Within this configuration is a boolean variable named Anonymous. When set to true, authentication for viewing video feeds is disabled.
So, if a researcher wanted to locate Dahua cameras with unauthenticated video feeds operating in the state of Pennsylvania, we could construct a Censys query that looks something like this:
host.services: (hardware.cpe: "cpe:2.3:h:dahuasecurity:camera" and `"Anonymous" : true`) and host.location.province = "Pennsylvania"
This query identifies services that self-report as Dahua cameras with configurations indicating that anonymous access is enabled, and filters results to hosts geolocated in Pennsylvania.

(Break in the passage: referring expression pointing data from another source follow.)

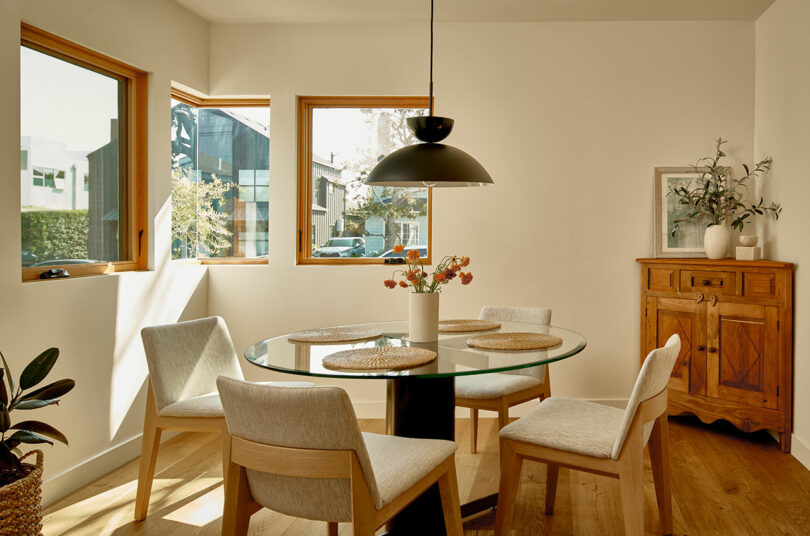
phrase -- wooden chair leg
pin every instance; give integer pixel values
(503, 414)
(474, 431)
(552, 473)
(659, 459)
(238, 501)
(448, 490)
(631, 481)
(149, 449)
(511, 465)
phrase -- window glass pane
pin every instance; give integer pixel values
(217, 155)
(69, 131)
(350, 219)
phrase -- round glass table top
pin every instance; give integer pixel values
(454, 358)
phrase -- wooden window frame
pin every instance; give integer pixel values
(199, 101)
(133, 226)
(303, 235)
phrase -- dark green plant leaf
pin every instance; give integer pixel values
(3, 392)
(50, 391)
(37, 369)
(41, 428)
(7, 458)
(34, 404)
(9, 377)
(29, 437)
(5, 419)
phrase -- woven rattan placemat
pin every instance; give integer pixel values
(466, 326)
(514, 341)
(379, 358)
(337, 334)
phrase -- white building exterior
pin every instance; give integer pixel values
(51, 177)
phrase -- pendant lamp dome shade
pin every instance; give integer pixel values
(429, 164)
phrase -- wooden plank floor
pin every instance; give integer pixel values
(725, 483)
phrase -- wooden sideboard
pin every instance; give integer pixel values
(735, 320)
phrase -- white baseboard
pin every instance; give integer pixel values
(800, 450)
(84, 472)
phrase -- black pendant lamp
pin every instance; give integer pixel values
(430, 164)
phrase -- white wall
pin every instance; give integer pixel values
(569, 119)
(95, 321)
(782, 119)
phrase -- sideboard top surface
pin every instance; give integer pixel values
(718, 262)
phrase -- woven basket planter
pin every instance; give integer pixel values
(21, 503)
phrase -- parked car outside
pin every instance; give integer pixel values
(343, 246)
(390, 252)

At the time of writing, more than 680 unauthenticated Dahua camera feeds were exposed to the internet globally.
Example: All the Cameras
Censys attempts to identify and label known camera-related services discovered during scans. These services can be searched using the CAMERA label:
host.services.labels.value=CAMERA
It should be noted that this label is not limited to web interfaces for cameras. It also encompasses camera-adjacent services, including video streaming protocols such as RTSP, and other software used to manage or relay camera feeds.

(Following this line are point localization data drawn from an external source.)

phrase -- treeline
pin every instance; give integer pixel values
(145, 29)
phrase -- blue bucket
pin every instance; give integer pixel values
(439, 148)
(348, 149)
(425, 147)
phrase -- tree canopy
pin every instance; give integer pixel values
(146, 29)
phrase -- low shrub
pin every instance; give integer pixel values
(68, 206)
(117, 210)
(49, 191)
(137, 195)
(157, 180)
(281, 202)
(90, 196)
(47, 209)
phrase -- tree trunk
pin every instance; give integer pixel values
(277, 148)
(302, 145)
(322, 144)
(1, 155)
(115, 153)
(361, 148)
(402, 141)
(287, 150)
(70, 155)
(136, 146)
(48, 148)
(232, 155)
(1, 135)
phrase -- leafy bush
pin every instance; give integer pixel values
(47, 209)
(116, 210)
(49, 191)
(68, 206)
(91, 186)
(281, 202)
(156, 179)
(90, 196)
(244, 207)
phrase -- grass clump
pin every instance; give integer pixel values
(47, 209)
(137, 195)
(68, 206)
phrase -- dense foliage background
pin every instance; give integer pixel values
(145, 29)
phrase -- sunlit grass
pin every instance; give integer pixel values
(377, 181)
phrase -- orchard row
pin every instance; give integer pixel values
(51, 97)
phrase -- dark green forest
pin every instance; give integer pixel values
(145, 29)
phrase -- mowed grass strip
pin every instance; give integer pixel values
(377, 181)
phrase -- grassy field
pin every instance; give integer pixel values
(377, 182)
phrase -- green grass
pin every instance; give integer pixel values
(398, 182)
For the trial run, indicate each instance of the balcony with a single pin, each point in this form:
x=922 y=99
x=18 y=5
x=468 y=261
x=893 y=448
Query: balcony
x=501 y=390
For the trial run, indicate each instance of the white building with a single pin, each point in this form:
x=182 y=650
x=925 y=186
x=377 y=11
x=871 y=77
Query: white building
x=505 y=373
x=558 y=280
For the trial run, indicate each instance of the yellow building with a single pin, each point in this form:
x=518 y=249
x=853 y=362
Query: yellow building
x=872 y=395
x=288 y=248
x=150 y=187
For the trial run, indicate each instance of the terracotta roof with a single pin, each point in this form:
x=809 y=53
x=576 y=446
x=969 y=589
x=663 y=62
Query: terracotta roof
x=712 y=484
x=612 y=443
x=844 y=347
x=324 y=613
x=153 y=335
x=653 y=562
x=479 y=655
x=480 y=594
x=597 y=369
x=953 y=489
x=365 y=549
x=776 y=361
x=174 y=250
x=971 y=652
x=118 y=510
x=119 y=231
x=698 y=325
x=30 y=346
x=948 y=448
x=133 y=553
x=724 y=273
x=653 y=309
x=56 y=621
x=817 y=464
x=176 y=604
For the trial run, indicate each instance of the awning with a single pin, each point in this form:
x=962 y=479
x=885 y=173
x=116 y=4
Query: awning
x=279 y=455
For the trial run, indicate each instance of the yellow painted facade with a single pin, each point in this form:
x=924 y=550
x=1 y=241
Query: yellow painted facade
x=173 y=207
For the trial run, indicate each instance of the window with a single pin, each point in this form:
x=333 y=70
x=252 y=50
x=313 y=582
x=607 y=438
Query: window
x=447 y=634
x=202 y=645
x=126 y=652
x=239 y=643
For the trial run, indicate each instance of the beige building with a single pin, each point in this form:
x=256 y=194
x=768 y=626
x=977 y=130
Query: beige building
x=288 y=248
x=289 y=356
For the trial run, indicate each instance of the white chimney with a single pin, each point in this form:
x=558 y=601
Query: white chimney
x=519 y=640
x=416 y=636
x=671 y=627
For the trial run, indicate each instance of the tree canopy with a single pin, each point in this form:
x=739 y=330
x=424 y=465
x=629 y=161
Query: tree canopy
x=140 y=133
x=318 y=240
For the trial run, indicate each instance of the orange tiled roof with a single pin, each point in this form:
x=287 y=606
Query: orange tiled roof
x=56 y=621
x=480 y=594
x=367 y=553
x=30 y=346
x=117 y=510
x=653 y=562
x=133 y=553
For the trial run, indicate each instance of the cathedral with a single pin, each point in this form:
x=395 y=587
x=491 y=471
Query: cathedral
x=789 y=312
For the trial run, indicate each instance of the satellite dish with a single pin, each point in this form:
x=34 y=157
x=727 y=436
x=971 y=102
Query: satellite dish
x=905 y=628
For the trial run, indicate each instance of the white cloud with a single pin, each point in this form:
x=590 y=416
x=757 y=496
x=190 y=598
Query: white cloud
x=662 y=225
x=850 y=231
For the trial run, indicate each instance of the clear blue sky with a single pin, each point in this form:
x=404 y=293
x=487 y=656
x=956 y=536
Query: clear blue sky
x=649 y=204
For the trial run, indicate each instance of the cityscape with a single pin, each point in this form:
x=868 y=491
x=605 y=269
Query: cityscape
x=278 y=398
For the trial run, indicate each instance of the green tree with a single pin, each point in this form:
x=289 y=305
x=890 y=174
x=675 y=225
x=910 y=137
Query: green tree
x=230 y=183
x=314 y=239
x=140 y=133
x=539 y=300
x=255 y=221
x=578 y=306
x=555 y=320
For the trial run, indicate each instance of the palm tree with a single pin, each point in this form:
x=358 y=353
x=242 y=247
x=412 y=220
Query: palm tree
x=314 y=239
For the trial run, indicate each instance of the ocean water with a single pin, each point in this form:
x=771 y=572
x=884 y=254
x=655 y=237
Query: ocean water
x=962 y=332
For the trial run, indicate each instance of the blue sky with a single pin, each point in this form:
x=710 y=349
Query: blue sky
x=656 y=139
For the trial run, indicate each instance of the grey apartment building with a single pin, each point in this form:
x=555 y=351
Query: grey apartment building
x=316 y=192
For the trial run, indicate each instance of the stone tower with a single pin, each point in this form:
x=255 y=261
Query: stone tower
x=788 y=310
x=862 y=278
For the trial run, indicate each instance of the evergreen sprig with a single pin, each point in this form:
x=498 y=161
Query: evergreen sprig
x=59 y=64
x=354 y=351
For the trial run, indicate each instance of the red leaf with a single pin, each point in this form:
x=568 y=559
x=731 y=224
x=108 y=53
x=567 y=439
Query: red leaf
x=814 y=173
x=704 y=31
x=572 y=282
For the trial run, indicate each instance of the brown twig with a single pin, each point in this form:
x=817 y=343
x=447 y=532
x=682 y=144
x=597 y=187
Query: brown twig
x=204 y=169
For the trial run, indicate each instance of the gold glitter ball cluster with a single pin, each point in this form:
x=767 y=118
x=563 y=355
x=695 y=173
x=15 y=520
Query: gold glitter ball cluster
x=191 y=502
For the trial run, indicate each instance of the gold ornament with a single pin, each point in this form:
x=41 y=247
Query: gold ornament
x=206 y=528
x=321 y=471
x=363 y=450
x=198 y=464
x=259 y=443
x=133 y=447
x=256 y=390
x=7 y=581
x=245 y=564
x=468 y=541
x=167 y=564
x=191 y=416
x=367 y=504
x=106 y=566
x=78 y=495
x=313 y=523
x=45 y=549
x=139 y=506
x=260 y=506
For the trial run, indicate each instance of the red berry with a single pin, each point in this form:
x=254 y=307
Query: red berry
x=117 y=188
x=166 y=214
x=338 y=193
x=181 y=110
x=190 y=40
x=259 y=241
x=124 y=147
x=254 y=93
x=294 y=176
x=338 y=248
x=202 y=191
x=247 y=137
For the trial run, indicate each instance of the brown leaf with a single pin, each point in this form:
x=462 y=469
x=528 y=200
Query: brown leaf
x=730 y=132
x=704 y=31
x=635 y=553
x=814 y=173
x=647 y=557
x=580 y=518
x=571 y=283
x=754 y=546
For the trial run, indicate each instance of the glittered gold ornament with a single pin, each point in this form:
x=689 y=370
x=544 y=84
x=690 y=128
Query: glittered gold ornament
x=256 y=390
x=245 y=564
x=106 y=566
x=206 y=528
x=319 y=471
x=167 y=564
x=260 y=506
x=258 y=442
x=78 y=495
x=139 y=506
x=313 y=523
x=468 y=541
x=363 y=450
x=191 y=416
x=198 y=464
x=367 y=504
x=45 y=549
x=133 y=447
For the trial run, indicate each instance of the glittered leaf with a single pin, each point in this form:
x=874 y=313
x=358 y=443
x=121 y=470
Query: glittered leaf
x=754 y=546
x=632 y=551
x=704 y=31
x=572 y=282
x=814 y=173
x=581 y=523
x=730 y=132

Censys also supports geographic filtering. For example, if we wanted to locate hosts with the CAMERA label within 1,800 km of the city of Buraydah, we could construct a query using the geo_distance function like this:
geo_distance(host.location.coordinates, "27.12", "43.29", "1800km") and host.services.labels.value="CAMERA"
This query returns hosts that Censys has identified as camera-related services within the specified geographic radius.

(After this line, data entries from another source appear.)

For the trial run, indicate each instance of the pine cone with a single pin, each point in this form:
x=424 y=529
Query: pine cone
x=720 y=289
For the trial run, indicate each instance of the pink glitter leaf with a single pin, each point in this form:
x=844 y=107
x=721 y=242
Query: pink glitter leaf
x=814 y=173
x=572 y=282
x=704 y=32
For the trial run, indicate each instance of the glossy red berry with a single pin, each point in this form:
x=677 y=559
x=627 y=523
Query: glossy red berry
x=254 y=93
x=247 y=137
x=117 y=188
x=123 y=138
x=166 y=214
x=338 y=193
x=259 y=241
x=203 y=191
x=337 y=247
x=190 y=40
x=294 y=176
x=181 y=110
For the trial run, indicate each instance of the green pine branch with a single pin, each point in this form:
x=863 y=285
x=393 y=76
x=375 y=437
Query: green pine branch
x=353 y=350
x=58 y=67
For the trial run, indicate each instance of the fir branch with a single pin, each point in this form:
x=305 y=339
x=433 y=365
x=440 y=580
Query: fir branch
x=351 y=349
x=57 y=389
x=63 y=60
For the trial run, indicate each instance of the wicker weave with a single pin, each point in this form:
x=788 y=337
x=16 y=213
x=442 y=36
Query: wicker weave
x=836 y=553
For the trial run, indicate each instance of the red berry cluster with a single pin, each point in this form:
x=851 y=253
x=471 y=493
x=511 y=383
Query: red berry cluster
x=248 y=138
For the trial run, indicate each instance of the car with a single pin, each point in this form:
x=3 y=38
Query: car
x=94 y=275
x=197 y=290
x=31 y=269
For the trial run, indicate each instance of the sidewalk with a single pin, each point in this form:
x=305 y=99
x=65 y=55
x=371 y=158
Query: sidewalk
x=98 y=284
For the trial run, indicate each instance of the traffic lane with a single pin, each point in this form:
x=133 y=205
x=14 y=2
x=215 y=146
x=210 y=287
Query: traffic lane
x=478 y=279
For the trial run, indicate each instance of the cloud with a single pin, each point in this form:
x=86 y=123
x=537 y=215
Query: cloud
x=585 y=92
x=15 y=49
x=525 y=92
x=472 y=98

This query can be further refined by targeting specific software known to provide anonymous or unauthenticated video feeds. For instance, the go2rtc streaming server is frequently used to relay RTSP camera feeds and may expose them publicly if misconfigured:
geo_distance(host.location.coordinates, "27.12", "43.29", "1800km") and host.services: (labels.value="CAMERA") and host.services.software.product: "go2rtc"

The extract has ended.